Leftists, on the other hand, are very highly concerned with the moral purity of their candidates, even above their political efficacy. I don't understand it myself.

  • > If he starts passing racist policies, that's bad, but otherwise we don't give a shit.

    https://www.theguardian.com/us-news/2026/may/03/pentagon-pet...

    > Since Trump returned to office in January last year, Pete Hegseth, the rumbustious defense secretary who has made it his mission to remake a military ethos he denounced as “woke”, has fired or forcibly retired 24 generals and senior commanders, with no performance-related reason given.

    > About 60% have been Black or female, an approach seemingly driven by the administration’s proclaimed onslaught against “DEI [diversity, equity and inclusion] hires”.

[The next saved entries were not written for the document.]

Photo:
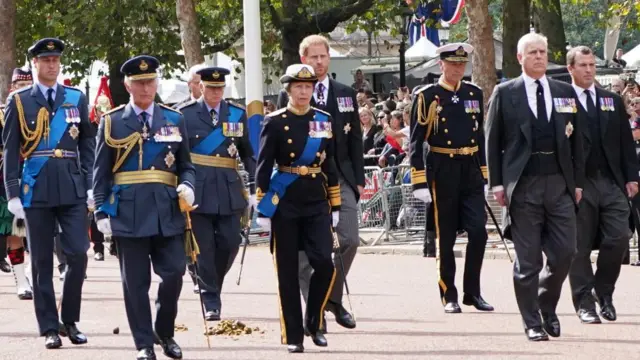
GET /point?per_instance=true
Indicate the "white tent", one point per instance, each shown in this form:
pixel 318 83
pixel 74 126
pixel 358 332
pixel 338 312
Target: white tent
pixel 422 48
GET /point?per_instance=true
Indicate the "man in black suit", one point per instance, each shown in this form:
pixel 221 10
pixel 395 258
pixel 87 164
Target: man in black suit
pixel 340 101
pixel 611 176
pixel 536 169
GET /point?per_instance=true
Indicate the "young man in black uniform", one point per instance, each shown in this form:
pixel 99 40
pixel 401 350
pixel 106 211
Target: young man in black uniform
pixel 448 116
pixel 300 203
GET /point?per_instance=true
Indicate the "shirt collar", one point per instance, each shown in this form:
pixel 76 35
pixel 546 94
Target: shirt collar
pixel 138 110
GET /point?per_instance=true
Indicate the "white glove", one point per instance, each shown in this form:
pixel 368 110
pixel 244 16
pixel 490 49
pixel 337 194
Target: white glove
pixel 91 204
pixel 264 223
pixel 422 194
pixel 15 207
pixel 104 226
pixel 186 193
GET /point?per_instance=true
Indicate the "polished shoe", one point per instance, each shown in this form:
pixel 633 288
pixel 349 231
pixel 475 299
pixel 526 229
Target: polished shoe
pixel 343 318
pixel 536 334
pixel 4 266
pixel 212 315
pixel 295 348
pixel 75 336
pixel 551 324
pixel 452 307
pixel 146 354
pixel 52 340
pixel 169 347
pixel 589 316
pixel 477 302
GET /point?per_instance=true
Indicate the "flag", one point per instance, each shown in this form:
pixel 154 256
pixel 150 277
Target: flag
pixel 103 101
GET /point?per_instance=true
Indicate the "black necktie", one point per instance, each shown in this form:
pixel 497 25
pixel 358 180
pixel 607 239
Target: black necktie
pixel 591 107
pixel 541 104
pixel 50 98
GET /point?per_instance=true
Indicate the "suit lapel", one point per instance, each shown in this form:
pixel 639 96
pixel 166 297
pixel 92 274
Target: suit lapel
pixel 37 94
pixel 521 104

    so..it's not "racist" when it's "oh all those Black men and women are obviously DEI hires", is that the logic?

    • 60% of any cohort being "black or female" sounds like the population average or below. 50% of people are female, and more than 10% in the USA are black. A random selection of citizens would likely turn up as 60%+ black or female.

      I'm not saying this firing wasn't statistically suspect, since I don't know the demographics of that cohort, but I'm guessing based on this misleading phrasing and the lack of information about the cohort that it wasn't.